İslâmî entelektüel mîrasın Batıda tanınması için çaba gösterenlerden biri: William Chittick
” VAROLMANIN BOYUTLARI -Tasavvuf ve Vahdetü’l-Vücûd Üstüne Yazılar- ” diye Dr. Turan Koç tarafından Türkçeye çevrilen Willliam Chittick‘in İngilizce olarak yayınlanmış ‘bir demet makalesi’ insan yayınları‘ndan (231.), alternatif düşünce dizisinden (36.) kitap olarak, birinci baskı 1997, dördüncü baskı 2013 olarak yayınlanmış bulunmaktadır. Bu kitabın başlarından yapacağım bazı alıntılamalardan oluşacak bir yazı bu.
” William Chittick New York State Üniversitesi’nde öğretim üyesidir. The Sufi Path of Knowledge: Ibn al-Arabi’s metaphysics of Imagination; The Sufi Path of Love: The Spiritual Teachings of Rumi; Faith and Practice of İslâm; A Shi’ite Anthology; İmaginal Worlds: Ibn Al-Arabî and The problem of Religious Diversity; The Self- Disclosure of God: Principle of Ibn al-Arabi’s Cosmology gibi tasavvufî ve felsefî kültürümüzün daha iyi anlaşılması açısından son derece önemli eserlerin yazarıdır. 1979’da Türkiye’de bulunmuş; doktorasını Seyyid Hüseyin Nasr’ın yönetiminde 1974’de Tahran Üniversitesi’nde tamamlamıştır. Doktora çalışması, Abdurrahman Câmî’nin Nakdu’n-nüsûs fî şerh-i nakşi’l-fusûs adlı eserinin tahkiki ve incelenmesi idi.”
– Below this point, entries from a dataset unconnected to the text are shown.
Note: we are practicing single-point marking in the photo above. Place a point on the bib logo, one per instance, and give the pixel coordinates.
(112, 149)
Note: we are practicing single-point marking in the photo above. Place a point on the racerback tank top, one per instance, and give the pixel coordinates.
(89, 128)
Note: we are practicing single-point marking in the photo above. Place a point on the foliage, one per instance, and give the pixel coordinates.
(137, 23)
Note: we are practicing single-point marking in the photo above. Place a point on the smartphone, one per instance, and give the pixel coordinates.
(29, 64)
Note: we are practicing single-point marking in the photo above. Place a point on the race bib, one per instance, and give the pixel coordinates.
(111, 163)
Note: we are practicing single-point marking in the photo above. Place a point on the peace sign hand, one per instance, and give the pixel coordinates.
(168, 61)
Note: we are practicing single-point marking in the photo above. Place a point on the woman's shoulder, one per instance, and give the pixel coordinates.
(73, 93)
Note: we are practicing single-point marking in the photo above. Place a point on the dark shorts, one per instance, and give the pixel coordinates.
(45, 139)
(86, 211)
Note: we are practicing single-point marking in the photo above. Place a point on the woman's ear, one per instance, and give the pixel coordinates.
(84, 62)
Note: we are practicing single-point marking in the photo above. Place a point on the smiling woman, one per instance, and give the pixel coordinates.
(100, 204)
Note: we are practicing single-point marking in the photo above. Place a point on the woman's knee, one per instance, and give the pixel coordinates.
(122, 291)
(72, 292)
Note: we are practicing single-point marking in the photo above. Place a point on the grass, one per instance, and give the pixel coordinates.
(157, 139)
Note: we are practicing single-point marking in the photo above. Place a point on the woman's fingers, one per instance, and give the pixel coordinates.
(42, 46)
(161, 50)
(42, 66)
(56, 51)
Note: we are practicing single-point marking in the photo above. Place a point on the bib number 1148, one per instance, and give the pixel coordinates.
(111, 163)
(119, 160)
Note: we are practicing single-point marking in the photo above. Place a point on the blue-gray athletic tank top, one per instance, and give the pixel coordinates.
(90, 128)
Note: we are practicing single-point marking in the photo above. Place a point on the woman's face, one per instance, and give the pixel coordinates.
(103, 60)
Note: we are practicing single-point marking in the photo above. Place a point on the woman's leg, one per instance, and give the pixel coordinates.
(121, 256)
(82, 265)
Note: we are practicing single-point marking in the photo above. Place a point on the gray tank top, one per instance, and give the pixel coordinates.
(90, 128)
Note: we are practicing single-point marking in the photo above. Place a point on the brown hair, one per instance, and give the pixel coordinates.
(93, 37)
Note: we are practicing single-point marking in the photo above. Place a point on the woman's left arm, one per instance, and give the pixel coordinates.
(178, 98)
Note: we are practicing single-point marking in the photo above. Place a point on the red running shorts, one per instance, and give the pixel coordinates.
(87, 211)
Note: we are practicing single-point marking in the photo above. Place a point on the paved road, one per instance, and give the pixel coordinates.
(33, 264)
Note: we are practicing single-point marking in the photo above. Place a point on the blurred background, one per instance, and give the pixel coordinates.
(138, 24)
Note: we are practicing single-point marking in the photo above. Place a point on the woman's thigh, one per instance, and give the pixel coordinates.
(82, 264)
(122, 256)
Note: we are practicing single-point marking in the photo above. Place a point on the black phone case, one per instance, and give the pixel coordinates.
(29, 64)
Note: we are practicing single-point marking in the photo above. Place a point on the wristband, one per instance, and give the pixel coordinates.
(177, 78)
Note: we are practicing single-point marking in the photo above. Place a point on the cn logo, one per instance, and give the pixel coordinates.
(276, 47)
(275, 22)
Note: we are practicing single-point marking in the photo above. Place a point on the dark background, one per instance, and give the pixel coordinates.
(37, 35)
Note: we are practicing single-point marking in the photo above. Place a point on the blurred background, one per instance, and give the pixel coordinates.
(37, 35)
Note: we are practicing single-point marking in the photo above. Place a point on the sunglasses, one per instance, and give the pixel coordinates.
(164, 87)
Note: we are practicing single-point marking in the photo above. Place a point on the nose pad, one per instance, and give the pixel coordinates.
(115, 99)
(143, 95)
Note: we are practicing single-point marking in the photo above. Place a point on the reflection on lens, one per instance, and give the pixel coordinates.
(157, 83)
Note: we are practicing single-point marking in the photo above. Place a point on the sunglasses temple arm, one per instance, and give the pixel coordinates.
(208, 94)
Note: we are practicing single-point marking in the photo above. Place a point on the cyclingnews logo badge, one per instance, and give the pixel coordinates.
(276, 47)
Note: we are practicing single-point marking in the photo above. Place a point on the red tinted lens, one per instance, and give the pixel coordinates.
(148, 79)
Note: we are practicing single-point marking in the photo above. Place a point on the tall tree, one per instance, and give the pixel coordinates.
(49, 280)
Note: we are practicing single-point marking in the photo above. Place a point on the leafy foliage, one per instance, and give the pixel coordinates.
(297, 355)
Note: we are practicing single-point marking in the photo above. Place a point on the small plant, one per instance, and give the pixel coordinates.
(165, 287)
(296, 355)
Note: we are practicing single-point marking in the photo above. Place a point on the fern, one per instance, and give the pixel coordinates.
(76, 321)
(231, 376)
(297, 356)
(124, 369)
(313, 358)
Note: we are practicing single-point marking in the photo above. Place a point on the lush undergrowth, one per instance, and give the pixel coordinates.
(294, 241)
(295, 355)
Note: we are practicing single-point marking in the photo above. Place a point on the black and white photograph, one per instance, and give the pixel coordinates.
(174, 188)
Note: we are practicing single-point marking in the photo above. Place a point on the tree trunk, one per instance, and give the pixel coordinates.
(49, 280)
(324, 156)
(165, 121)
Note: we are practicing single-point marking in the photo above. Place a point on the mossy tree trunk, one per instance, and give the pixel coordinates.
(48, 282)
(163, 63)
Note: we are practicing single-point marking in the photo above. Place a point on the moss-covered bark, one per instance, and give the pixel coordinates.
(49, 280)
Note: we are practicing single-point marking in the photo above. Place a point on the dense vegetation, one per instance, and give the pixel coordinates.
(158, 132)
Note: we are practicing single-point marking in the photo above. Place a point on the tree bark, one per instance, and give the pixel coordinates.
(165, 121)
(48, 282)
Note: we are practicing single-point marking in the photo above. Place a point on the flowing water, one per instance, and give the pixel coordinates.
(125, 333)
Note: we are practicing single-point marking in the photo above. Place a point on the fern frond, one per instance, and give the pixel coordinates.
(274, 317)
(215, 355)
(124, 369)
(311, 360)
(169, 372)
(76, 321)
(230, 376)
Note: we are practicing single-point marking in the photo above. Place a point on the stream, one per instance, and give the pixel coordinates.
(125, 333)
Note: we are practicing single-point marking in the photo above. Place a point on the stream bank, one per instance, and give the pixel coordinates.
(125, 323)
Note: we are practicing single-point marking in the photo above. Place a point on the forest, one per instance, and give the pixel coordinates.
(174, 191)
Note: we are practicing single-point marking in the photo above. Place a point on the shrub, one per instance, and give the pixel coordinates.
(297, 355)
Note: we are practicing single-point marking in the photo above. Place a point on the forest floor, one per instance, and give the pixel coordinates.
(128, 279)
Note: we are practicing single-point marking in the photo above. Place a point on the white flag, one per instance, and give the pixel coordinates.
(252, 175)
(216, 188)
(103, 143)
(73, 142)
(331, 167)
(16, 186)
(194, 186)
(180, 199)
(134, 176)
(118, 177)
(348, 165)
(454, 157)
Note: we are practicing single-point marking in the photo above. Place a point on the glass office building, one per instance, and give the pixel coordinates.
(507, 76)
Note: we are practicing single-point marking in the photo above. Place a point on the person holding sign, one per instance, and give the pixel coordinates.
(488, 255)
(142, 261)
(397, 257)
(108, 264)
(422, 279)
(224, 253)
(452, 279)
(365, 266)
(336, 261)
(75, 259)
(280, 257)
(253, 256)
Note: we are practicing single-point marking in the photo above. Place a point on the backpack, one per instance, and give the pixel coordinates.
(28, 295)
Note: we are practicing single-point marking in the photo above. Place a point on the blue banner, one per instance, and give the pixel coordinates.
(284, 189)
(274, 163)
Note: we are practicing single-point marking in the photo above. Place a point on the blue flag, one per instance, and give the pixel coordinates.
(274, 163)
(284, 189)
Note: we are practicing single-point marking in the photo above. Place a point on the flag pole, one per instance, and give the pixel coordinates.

“William Chittick’e göre tüm İslâmî disiplinler arasında, temel ilâhî ve insanî konulara dinleyenin kalbine işleyen bir dille önem ve öncelik vermesi bakımından tasavvufun özel bir yeri vardır. Öteki disiplinler, aklîleştirici özelliklerinden dolayı, sonu gelmez çözümleme, tartışma, ayrıştırma ve bölümlemelere gitme eğilimi gösterirler. Bu tür aklîleştirme yönelişlerinin aşırı bir biçimde takip edildiği Batı’da, netice Tanrı’nın tablodan çıkarılması oldu. (…) Gerçekten Tanrı işe yaramaz bir varsayıma –bilim, teknoloji, iş dünyası ve politika gibi– tüm önemli alanlarda rahatlıkla vazgeçilecek bir şeye dönüştü.”
” Şimdi bilgi, bilim ve insanın mahiyeti ile ilgili İslâmî bakış açısına kısaca göz atmak istiyorum. Olgu ve olaylar (things)’la ilgili İslâmî görüşleri gözden geçirirken, hiçbir zaman unutulmaması gereken temel husus, Müslüman düşünürlerin her zaman Allah’a, ilgi konuların başında yer vermiş olmalarıdır. Allah’ın her insânî çabada bir rol oynaması olgusu son derece açık olmuştur. Bu yüzden Müslümanlar ağırlığı Allah’ı anlamaya ve bu anlayışa dayalı olarak da, insanların âlemdeki rolünü anlamaya vermişlerdir. İnsan olmaktan ne kasdedildiğini anlamak isteyenler Tanrı olmaktan ne kasdedildiğini anlamak durumunda olmuşlardır. ‘İlâhiyât’ (theology) İslâmî atılganlık ve girişim açısından tam bir merkezî konuma sahipti. İlâhiyât derken kelâm disiplininin anlamını değil, terim’in en geniş anlamını yani Kur’ânî anlamını kasdediyorum. Eşyaya ilişkin Kur’ânî görüşte ‘ilâhiyât’ sadece Allah’ı bilmek anlamına gelebilir; ve Allah’ı bilmek de O’nun âyâtının, yani işaretlerinin anlamını bilmek demektir.”
“Âlem devasa bir alâmetler (âyetler) toplamıdır; ama eşya Allah’a aynı şekilde delâlet etmez. İslâm kozmoloji anlayışında yaratıkların belli bazı sınıfları Allah’a daha yakın, başkaları daha uzaktır. Mesela melekler Allah’a daha yakın; ama cansız varlıklar Allah’tan nisbeten uzaktır. (…) Allah’a en yakın olan kişilere (peygamberler) tevhîd hâkim olur; bu yüzden onlar her yerde Allah’ı bulur ve yaptıkları her işi Allah’ın rızası için yaparlar.”